Высокий каблук и открытый живот Лианы произвели на меня неизгладимое впечатление. Захотелось сказать ей несколько небанальных комплиментов...
— Папа, почему ты плачешь? — спросила восьмилетняя дочь.
Я сидел в городе Лонг Бич под Нью-Йорком в состоянии полной безнадеги на brodwalk — променаде, по которому прогуливаются и бегают за здоровьем американцы, и из глаз сами собой текли слезы. Что делать — не знаю. Меня подвели партнеры, я показал характер и остался без денег. За мной коллектив — двадцать человек, которых нечем кормить, не на что купить обратные билеты.
Так хреново давно не было.
— У меня нет обувной фабрики, магазина, даже ларька. У меня есть только звуки, которые трудно продать, — ответил я Наташе.
— Папа, ты же приносишь радость людям! А это гораздо лучше, чем ларек. Хватит плакать, пошли, — дочь потянула меня за рукав.
И я встал и пошел. Нечего лить слезы перед маленькой девочкой. Нельзя сдаваться и раскисать.
Поводов для пессимизма было предостаточно: мне было уже тридцать и я все еще безуспешно пытался заработать на жизнь классической музыкой. Внушал хору, которым руководил, что это возможно, нужно только нащупать верный путь.
Вся ответственность лежала на мне, а поддержки ждать было неоткуда. Кто бы мог подумать, что нужные слова услышу от дочки. Наташа так по-детски просто сказала про «радость людям», что я обрел второе дыхание и нашел способ выкрутиться. И тогда, и еще много раз, прежде чем добился успеха.

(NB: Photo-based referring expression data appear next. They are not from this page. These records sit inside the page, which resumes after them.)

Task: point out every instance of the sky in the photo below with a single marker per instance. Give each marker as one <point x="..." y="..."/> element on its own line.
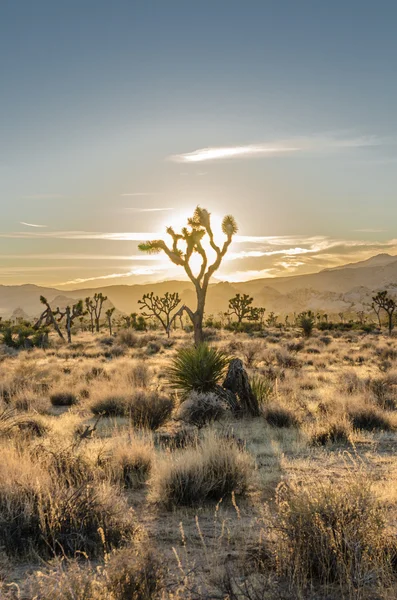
<point x="118" y="117"/>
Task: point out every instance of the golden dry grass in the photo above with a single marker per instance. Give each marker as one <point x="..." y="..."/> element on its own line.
<point x="235" y="509"/>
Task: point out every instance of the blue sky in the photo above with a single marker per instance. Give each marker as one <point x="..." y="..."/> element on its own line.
<point x="106" y="109"/>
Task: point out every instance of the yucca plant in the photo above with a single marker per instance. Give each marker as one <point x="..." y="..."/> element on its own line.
<point x="198" y="368"/>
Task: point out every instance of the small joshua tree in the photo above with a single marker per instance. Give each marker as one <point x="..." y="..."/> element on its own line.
<point x="383" y="301"/>
<point x="257" y="314"/>
<point x="191" y="238"/>
<point x="306" y="323"/>
<point x="90" y="310"/>
<point x="94" y="309"/>
<point x="160" y="307"/>
<point x="377" y="310"/>
<point x="47" y="318"/>
<point x="109" y="314"/>
<point x="272" y="320"/>
<point x="70" y="314"/>
<point x="241" y="306"/>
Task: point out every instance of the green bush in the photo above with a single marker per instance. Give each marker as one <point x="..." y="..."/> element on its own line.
<point x="197" y="369"/>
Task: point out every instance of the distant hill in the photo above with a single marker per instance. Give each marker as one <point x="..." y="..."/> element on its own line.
<point x="349" y="287"/>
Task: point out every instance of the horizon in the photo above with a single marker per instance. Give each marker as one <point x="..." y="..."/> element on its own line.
<point x="118" y="121"/>
<point x="216" y="281"/>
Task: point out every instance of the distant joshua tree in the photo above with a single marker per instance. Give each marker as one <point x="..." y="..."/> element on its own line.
<point x="109" y="314"/>
<point x="94" y="309"/>
<point x="383" y="301"/>
<point x="241" y="306"/>
<point x="191" y="238"/>
<point x="160" y="307"/>
<point x="272" y="319"/>
<point x="47" y="318"/>
<point x="70" y="314"/>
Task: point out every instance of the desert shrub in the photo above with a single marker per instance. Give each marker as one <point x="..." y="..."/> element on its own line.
<point x="197" y="368"/>
<point x="210" y="471"/>
<point x="30" y="425"/>
<point x="66" y="464"/>
<point x="262" y="388"/>
<point x="127" y="337"/>
<point x="286" y="360"/>
<point x="251" y="352"/>
<point x="144" y="408"/>
<point x="384" y="389"/>
<point x="334" y="432"/>
<point x="63" y="399"/>
<point x="370" y="418"/>
<point x="68" y="579"/>
<point x="280" y="416"/>
<point x="176" y="437"/>
<point x="136" y="573"/>
<point x="130" y="463"/>
<point x="306" y="323"/>
<point x="296" y="346"/>
<point x="40" y="514"/>
<point x="111" y="405"/>
<point x="139" y="375"/>
<point x="149" y="409"/>
<point x="200" y="408"/>
<point x="330" y="533"/>
<point x="153" y="348"/>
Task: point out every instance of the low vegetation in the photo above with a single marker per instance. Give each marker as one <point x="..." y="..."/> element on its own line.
<point x="126" y="473"/>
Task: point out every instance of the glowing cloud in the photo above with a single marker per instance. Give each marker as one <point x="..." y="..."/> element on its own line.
<point x="229" y="152"/>
<point x="32" y="224"/>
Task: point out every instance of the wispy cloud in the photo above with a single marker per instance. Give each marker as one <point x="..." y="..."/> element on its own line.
<point x="163" y="267"/>
<point x="32" y="225"/>
<point x="130" y="209"/>
<point x="139" y="194"/>
<point x="83" y="235"/>
<point x="218" y="153"/>
<point x="320" y="143"/>
<point x="42" y="196"/>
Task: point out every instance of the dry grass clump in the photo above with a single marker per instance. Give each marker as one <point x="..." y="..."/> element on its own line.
<point x="127" y="337"/>
<point x="200" y="409"/>
<point x="336" y="431"/>
<point x="130" y="462"/>
<point x="40" y="514"/>
<point x="145" y="408"/>
<point x="136" y="573"/>
<point x="133" y="573"/>
<point x="149" y="409"/>
<point x="280" y="416"/>
<point x="111" y="405"/>
<point x="370" y="418"/>
<point x="12" y="423"/>
<point x="63" y="398"/>
<point x="332" y="534"/>
<point x="210" y="471"/>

Мало кому удается продать творчество. Сам не знаю, как я в этом преуспел. Есть анекдот в тему: «В советское время у профессорской дочки спрашивают: «Как вы, получившая классическое музыкальное образование, воспитанная в интеллигентной семье, стали валютной проституткой?» — «Просто повезло!» Вот и мне повезло. Только не сразу.

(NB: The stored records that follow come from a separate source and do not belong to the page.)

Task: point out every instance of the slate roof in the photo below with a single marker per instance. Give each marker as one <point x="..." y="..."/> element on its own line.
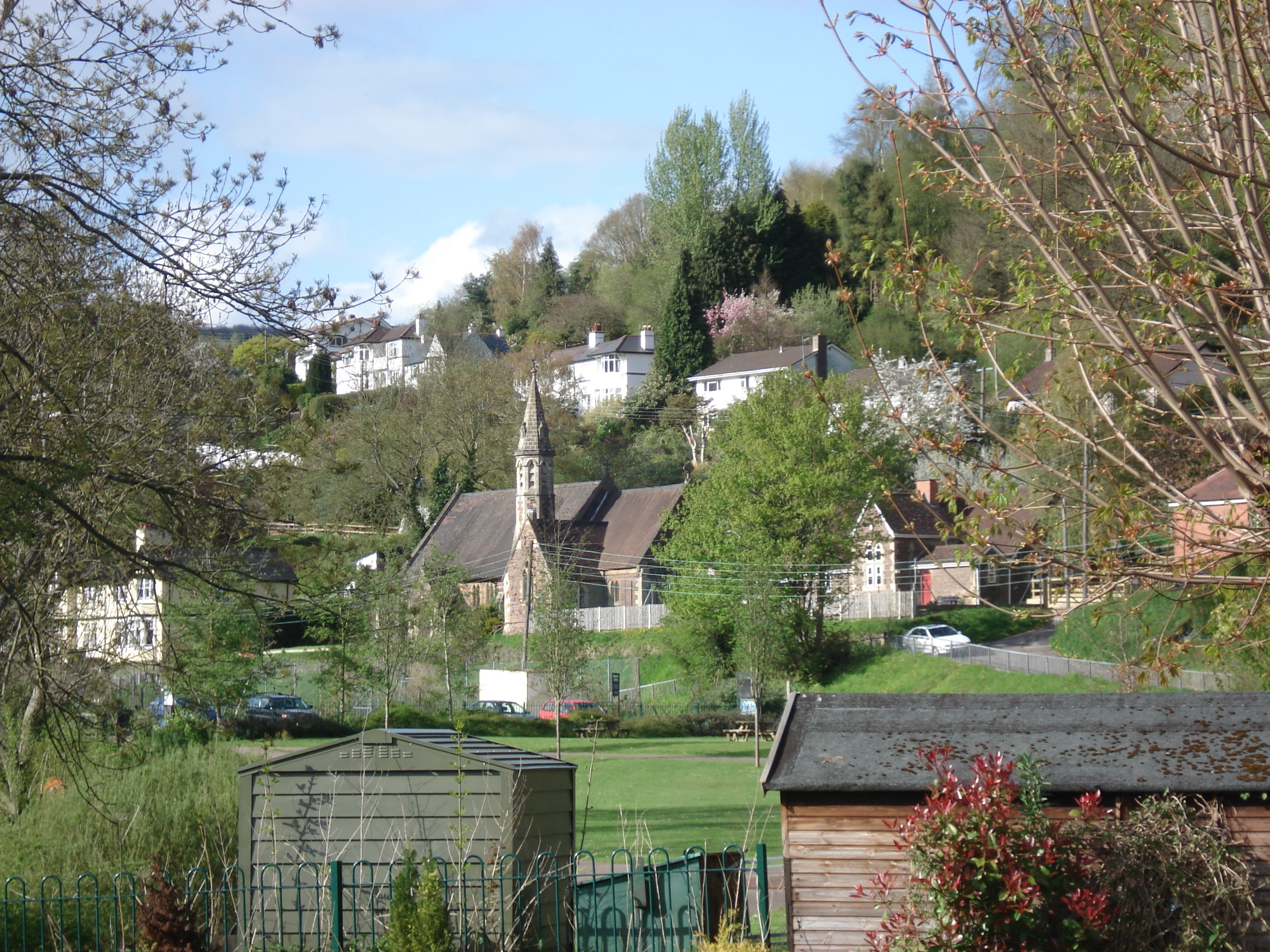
<point x="477" y="528"/>
<point x="482" y="749"/>
<point x="1135" y="744"/>
<point x="910" y="514"/>
<point x="776" y="358"/>
<point x="1032" y="384"/>
<point x="625" y="344"/>
<point x="475" y="748"/>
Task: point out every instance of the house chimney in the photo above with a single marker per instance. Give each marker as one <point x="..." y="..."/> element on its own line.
<point x="152" y="537"/>
<point x="926" y="489"/>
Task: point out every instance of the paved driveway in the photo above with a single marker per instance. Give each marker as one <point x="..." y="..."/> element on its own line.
<point x="1033" y="643"/>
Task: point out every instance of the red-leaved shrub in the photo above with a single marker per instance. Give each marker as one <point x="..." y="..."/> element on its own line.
<point x="991" y="871"/>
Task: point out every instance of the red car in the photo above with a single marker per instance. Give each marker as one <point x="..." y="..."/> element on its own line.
<point x="568" y="706"/>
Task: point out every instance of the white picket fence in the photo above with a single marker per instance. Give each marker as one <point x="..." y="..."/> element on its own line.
<point x="619" y="617"/>
<point x="873" y="604"/>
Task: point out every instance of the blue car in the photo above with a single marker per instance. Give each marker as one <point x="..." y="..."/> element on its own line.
<point x="168" y="704"/>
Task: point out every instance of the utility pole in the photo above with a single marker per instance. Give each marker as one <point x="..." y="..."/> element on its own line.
<point x="1085" y="522"/>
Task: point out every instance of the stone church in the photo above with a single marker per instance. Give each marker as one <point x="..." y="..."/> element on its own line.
<point x="507" y="539"/>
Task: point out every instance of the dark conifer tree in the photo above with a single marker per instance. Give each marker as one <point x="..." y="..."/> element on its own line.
<point x="684" y="344"/>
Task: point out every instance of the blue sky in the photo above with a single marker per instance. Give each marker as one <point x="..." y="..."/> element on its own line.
<point x="436" y="128"/>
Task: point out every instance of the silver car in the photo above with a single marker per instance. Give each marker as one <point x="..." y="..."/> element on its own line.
<point x="934" y="639"/>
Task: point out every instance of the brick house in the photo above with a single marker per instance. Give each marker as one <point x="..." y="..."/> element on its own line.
<point x="1213" y="525"/>
<point x="914" y="549"/>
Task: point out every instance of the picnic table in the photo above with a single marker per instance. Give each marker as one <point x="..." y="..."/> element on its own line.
<point x="745" y="730"/>
<point x="603" y="729"/>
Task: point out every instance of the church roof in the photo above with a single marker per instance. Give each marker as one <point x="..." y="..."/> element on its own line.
<point x="535" y="439"/>
<point x="478" y="528"/>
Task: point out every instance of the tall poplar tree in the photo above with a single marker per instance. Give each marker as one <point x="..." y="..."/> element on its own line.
<point x="684" y="343"/>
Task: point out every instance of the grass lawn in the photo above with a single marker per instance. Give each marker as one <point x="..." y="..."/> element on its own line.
<point x="901" y="673"/>
<point x="638" y="803"/>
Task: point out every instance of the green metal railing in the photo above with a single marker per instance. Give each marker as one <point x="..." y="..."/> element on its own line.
<point x="652" y="903"/>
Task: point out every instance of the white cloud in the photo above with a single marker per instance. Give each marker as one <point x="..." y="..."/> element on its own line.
<point x="418" y="116"/>
<point x="466" y="251"/>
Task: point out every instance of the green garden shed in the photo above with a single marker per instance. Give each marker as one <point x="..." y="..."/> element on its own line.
<point x="369" y="797"/>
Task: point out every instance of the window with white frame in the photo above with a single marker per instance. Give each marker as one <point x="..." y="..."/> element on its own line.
<point x="873" y="565"/>
<point x="138" y="630"/>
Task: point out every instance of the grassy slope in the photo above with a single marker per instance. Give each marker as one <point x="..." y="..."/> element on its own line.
<point x="638" y="804"/>
<point x="982" y="625"/>
<point x="921" y="674"/>
<point x="1118" y="630"/>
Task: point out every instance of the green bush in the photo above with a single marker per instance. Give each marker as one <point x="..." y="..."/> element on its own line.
<point x="1121" y="629"/>
<point x="261" y="729"/>
<point x="418" y="917"/>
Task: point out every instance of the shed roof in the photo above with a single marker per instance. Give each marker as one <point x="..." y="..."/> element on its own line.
<point x="1218" y="488"/>
<point x="1137" y="744"/>
<point x="440" y="739"/>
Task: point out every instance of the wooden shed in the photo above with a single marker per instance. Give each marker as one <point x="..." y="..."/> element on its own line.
<point x="370" y="796"/>
<point x="846" y="764"/>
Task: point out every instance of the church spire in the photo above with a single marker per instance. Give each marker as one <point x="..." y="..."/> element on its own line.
<point x="535" y="466"/>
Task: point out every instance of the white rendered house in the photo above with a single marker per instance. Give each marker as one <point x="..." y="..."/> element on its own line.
<point x="390" y="356"/>
<point x="120" y="615"/>
<point x="331" y="338"/>
<point x="607" y="370"/>
<point x="732" y="379"/>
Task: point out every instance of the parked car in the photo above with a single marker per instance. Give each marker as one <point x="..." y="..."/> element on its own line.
<point x="934" y="639"/>
<point x="279" y="707"/>
<point x="508" y="709"/>
<point x="568" y="707"/>
<point x="163" y="706"/>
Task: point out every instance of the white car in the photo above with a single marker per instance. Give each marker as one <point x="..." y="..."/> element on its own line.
<point x="934" y="639"/>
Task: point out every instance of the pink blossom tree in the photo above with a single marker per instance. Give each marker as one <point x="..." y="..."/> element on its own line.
<point x="743" y="323"/>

Детство мое протекало в небольшом объеме московской коммунальной квартиры в районе станции метро «Белорусская».
Мы занимали четырнадцатиметровую комнату. Баловать нас с братом было некому: бабушек и дедушек нет, папа с мамой заняты выживанием. Отец работал мастером цеха шелкографии на подмосковной фабрике, мама — няней в детском саду.
Папа, Борис Борисович Эпштейн, — один из шестерых детей кузнеца — родом из Белоруссии. Его отец, известный на всю округу могучий мужик, умер в сорок два от пневмонии. Поздней осенью вышел разгоряченный из кузницы и простыл. Так в четырнадцать папа вместе со старшим братом встал во главе большой семьи. Повзрослев, он смекнул, что в деревне им не прокормиться, и в восемнадцать поехал учиться в Москву, в Академию внешней торговли, перетащив в столицу всех братьев и сестер.

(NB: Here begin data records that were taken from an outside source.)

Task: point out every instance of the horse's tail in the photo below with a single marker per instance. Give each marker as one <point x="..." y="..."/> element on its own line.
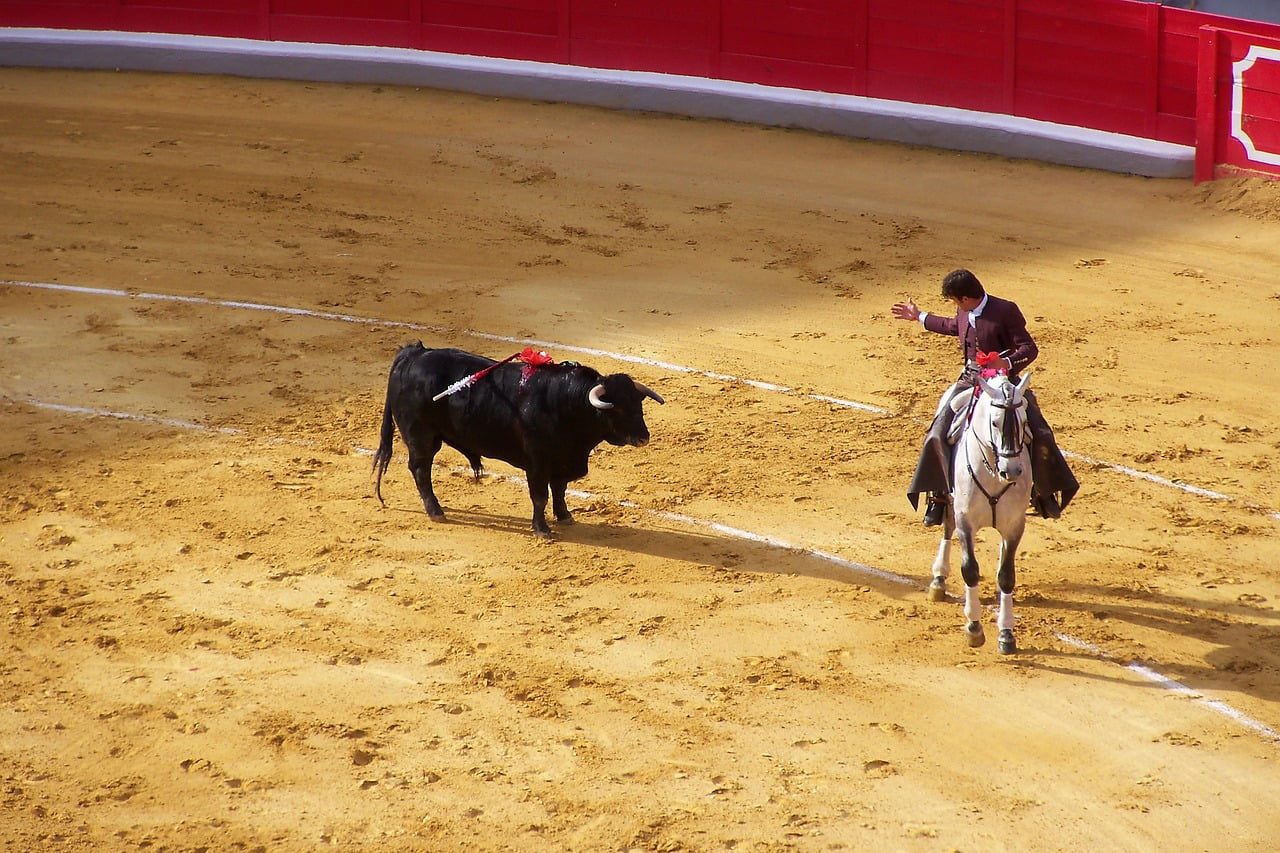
<point x="383" y="457"/>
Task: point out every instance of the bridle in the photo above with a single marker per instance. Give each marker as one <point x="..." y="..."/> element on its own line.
<point x="1011" y="446"/>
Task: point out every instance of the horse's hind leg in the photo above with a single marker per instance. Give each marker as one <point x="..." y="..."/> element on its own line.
<point x="972" y="600"/>
<point x="1005" y="580"/>
<point x="942" y="561"/>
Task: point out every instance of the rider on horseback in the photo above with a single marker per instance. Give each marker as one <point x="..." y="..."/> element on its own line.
<point x="984" y="324"/>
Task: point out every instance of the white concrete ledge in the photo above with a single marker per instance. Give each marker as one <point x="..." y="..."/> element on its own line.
<point x="868" y="118"/>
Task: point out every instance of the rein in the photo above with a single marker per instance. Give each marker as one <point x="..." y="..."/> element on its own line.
<point x="1018" y="446"/>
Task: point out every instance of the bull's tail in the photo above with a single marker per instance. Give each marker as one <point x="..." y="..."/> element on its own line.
<point x="383" y="457"/>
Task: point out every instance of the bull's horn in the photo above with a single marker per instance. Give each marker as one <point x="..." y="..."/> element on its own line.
<point x="594" y="396"/>
<point x="649" y="392"/>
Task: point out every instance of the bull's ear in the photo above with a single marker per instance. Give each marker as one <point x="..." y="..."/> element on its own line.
<point x="649" y="392"/>
<point x="594" y="396"/>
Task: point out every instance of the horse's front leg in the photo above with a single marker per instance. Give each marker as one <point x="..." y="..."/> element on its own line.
<point x="942" y="561"/>
<point x="1005" y="580"/>
<point x="972" y="600"/>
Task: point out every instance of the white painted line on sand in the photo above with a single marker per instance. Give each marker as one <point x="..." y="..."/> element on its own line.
<point x="858" y="568"/>
<point x="606" y="354"/>
<point x="1176" y="687"/>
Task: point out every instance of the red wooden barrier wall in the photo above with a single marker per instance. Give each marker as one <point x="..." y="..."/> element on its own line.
<point x="1238" y="128"/>
<point x="1116" y="65"/>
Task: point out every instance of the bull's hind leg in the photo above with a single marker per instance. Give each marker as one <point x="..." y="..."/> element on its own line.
<point x="421" y="456"/>
<point x="538" y="495"/>
<point x="942" y="561"/>
<point x="972" y="600"/>
<point x="558" y="507"/>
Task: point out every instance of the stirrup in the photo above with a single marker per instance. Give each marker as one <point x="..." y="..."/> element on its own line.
<point x="935" y="510"/>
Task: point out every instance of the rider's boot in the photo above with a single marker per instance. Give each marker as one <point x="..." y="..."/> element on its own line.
<point x="1046" y="505"/>
<point x="936" y="509"/>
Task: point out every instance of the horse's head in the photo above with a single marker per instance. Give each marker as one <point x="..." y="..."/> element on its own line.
<point x="1005" y="413"/>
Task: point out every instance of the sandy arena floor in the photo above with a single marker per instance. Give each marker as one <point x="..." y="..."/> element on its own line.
<point x="215" y="639"/>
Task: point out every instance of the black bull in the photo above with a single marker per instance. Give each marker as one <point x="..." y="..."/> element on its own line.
<point x="544" y="420"/>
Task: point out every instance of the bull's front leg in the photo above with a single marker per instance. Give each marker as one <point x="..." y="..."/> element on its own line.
<point x="558" y="507"/>
<point x="538" y="486"/>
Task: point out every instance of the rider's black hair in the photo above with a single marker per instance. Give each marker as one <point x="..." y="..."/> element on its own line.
<point x="961" y="282"/>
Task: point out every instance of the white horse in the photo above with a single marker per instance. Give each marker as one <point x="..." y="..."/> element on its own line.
<point x="992" y="486"/>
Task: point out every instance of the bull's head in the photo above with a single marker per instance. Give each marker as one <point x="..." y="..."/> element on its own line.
<point x="620" y="400"/>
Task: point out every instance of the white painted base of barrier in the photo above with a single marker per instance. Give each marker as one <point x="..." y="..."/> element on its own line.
<point x="941" y="127"/>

Грамотный, толковый человек, он быстро сделал карьеру в организации «Экспортлес», получил жилплощадь — семь квадратных метров в центре Москвы — и легко выучил немецкий, так как он походил на идиш. Забегая вперед, скажу: оказавшись в Нью-Йорке в свои восемьдесят пять, отец умудрялся общаться и там, потому что английский, оказывается, тоже похож на идиш…
В двадцать семь папа стал подумывать о семье. Оказавшись у родственников в местечке Пуховичи под Минском, в бедняцкой чистенькой хатке он увидел еврейскую семнадцатилетнюю девочку, которая играла на гитаре. «Это будет моя жена», — решил папа и уехал в Москву.
Его родственники поговорили с родными девочки: «Какой у него нос — вы сами видите, а то, что не обманет, мы гарантируем».
В октябре 1940 года отец увез Бэлу Турецкую в Москву.
А в июле 41-го в местечко вошли немцы и уничтожили всю мамину семью. Их заставили рыть себе могилу и закопали живьем. В том же 41-м ушел на фронт отец. Он стал участником прорыва Ленинградской блокады и был удостоен за это правительственных наград. Мальчишкой отец каждый год возил меня в Ленинград по местам боевой славы, показывал пересыльный пункт на Фонтанке, 90, исторические места, водил в Товстоноговский БДТ.
Из каждых ста человек, призванных в первые дни войны, вернулись только трое. Погибшие были признаны героями. А вот папа не смог даже восстановиться на работе. Во многом потому, что после войны сталинские чиновники не благоволили к евреям, пусть и прошедшим от Москвы до Берлина.